La dernière fois que nous avons parlé, vous avez souligné le rôle du secteur privé dans la croissance continue de la blockchain, de la crypto et des stablecoins. Maintenant, on craint de plus en plus une industrie non réglementée et non surveillée.
C'est une industrie incroyable. Je pense que c'est l'une des industries les plus dynamiques au monde à l'heure actuelle. Je veux dire, si vous regardez juste le nombre de développeurs, créateurs, innovateurs, startups dans Web3. C'est stupéfiant et cela se développe à un rythme très rapide, et couvre tant d'applications, de cas d'utilisation et d'industries différents.
Je suis plus optimiste que je ne l'ai jamais été sur cet espace en ce moment. Je pense que l'infrastructure arrive à un endroit où nous pouvons faire des applications à l'échelle d'Internet. L'utilité de cette technologie se développe rapidement.
Il existe un risque très légitime que les régulateurs agissent trop rapidement pour essayer de définir les choses, car je pense en fait qu'il y a encore tellement de place pour le développement et l'innovation en ce moment.

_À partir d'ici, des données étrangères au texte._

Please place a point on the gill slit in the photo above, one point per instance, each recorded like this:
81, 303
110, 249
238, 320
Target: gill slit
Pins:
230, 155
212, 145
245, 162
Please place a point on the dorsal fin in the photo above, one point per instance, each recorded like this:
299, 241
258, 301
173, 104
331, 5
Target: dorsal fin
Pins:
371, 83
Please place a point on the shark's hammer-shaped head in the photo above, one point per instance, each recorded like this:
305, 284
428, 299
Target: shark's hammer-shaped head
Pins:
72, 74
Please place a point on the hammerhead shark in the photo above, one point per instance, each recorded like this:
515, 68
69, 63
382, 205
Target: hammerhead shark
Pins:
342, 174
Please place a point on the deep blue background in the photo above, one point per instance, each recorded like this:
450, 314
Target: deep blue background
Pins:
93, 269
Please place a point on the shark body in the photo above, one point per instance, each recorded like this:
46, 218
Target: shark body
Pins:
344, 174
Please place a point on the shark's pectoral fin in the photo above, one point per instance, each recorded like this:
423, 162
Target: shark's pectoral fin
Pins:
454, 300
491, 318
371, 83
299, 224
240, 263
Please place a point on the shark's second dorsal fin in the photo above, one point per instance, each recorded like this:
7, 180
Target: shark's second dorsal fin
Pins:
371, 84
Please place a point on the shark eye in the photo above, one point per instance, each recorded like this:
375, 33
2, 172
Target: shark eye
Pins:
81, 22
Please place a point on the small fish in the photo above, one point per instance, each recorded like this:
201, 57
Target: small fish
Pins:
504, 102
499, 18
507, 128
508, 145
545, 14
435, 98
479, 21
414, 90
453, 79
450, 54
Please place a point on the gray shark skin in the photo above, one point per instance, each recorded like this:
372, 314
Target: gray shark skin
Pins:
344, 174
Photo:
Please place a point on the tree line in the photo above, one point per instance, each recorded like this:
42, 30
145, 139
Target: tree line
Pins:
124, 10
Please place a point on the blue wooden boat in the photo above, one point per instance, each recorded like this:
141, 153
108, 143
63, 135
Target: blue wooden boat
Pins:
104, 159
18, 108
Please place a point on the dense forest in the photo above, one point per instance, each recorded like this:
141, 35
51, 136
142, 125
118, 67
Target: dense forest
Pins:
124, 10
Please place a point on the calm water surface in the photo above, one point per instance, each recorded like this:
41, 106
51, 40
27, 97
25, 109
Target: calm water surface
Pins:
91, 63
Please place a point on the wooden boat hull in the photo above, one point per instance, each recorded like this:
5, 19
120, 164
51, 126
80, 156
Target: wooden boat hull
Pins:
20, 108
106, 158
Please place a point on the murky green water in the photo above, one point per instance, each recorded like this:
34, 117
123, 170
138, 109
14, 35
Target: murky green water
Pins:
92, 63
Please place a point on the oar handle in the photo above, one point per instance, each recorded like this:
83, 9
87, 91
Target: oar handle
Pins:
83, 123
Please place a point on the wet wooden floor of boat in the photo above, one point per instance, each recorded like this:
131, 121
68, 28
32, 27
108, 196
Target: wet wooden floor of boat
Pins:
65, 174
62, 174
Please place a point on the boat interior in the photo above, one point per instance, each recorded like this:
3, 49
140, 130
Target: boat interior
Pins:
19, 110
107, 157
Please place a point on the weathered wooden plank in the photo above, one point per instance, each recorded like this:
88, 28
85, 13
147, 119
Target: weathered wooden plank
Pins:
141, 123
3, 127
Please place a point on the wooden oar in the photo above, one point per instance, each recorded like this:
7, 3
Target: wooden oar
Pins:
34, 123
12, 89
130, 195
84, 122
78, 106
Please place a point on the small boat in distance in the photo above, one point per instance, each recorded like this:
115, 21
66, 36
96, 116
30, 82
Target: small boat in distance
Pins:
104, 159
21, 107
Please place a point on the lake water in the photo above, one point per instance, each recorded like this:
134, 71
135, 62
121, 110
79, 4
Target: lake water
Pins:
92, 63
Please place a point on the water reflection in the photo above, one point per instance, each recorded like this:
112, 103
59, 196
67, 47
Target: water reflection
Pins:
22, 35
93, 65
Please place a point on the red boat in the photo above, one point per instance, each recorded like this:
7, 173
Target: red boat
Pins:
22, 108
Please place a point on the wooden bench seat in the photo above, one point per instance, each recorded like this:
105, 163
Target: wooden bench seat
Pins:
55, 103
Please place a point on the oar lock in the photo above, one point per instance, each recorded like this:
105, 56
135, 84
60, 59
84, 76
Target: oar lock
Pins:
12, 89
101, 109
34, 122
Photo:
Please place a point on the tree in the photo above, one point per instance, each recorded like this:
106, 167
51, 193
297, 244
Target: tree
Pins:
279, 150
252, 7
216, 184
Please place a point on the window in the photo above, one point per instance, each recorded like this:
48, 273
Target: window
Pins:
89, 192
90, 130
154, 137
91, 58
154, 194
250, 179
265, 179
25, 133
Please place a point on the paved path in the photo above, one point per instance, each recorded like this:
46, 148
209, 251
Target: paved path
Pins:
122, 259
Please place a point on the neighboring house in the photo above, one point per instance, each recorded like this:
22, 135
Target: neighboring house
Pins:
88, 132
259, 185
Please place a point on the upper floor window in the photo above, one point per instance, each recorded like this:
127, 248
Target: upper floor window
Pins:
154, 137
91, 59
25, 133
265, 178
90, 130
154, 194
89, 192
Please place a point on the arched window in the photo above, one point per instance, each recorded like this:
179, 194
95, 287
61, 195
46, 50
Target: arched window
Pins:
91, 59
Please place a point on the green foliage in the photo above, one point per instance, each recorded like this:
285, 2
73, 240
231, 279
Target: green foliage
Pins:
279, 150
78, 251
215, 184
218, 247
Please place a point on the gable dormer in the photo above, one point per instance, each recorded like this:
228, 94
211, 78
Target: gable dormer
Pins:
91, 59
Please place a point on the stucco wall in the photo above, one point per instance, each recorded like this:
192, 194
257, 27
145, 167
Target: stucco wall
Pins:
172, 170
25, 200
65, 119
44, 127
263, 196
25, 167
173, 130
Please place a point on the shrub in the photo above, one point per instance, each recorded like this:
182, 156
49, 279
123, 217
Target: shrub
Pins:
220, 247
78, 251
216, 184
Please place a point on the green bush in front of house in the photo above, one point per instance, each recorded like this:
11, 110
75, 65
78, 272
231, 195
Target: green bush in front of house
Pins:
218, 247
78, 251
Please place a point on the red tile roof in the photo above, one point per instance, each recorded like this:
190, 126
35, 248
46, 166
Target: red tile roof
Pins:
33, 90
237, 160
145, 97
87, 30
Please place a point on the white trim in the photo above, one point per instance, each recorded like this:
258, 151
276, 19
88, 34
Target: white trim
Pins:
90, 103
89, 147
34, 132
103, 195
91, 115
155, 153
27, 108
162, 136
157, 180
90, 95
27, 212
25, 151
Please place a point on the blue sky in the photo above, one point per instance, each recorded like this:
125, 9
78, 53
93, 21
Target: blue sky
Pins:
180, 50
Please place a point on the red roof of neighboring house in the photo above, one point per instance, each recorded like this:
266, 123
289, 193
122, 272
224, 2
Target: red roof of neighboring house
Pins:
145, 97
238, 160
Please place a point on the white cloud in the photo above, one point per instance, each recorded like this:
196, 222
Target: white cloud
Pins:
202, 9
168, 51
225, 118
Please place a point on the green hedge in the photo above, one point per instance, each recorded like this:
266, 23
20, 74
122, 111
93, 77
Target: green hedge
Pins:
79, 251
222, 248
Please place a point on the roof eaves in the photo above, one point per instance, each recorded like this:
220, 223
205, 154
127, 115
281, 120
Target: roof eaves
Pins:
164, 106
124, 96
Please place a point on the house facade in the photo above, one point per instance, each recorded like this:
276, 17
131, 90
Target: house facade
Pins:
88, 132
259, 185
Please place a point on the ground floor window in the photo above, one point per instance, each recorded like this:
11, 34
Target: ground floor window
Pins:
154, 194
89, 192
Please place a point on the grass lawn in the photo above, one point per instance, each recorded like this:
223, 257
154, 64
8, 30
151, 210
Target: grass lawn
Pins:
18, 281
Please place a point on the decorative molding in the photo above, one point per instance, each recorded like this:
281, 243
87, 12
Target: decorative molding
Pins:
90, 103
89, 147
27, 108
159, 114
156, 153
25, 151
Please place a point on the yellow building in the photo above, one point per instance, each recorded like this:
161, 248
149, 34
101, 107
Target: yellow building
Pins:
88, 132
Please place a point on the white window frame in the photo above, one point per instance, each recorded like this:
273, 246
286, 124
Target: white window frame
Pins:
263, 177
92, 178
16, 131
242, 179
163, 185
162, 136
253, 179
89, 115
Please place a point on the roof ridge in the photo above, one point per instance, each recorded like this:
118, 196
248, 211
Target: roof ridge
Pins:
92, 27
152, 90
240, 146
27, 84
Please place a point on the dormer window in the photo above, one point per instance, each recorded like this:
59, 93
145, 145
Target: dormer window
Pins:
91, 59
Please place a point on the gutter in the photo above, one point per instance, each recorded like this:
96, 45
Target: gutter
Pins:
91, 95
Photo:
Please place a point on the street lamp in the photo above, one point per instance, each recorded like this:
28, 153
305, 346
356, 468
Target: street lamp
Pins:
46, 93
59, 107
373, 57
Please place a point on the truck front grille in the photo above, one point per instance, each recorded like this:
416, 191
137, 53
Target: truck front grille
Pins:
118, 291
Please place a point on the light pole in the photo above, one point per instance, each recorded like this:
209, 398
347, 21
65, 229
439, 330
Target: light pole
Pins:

Le président de la SEC, Gary Gensler, vient de témoigner devant un sous-comité de la Chambre, mettant en garde contre les risques accrus sur le marché de la cryptographie compte tenu de ce qui vient de se passer. Il a été sévèrement critiqué par l'industrie. Que pensez-vous de la façon dont il a dirigé la SEC ?
Je pense que le président Gensler a certainement été cohérent dans ce qu'il a dit. Il existe évidemment des exemples de personnes commettant des fraudes ou des comportements illégaux. Ils continuent d'intenter des poursuites contre ceux-ci. Et ils présentent certainement des cas dans des domaines où ils estiment que l'industrie a besoin de meilleures définitions. Par exemple, ces produits de rendement et produits de prêt. Ils ont apporté quelques cas et ils ont en quelque sorte défini, "Voilà ce que c'est", et cela a provoqué ce changement d'industrie en conséquence.
Je pense qu'il y a d'autres domaines où il reste encore beaucoup à débattre. Bien qu'il puisse avoir une opinion très ferme sur la question de savoir si tous les jetons sont des valeurs mobilières ou si tous les échanges cryptographiques devraient être des bourses nationales ou équivalentes, il y a beaucoup de désaccord à ce sujet en ce moment. Cela fait activement l'objet de débats et de discussions au sein du comité des services financiers de la Chambre, du comité de l'agriculture de la Chambre.
Je ne pense pas que l'on puisse tenir cela pour acquis parce que le président Gensler croit que quelque chose est en fait ce que c'est.
Il a été dépeint comme un ennemi de la cryptographie.
Je ne pense certainement pas que Chair Gensler soit un ennemi de la cryptographie. J'ai co-enseigné avec lui dans une classe au MIT. Je le connais depuis un certain temps. C'est une personne très intelligente. Il y a beaucoup de détails sur cet espace et cette technologie et ainsi de suite et il ne peut pas nécessairement tout comprendre lui-même. Donc, les gens disent en quelque sorte: «Hé, vous ne comprenez pas ceci» ou «Vous ne comprenez pas cela». Il est président de la SEC. Ce n'est pas son travail d'être l'expert technique sur tout.
Vous savez, j'ai l'impression que c'est une rue à double sens. Les gens doivent se pencher des deux côtés des choses.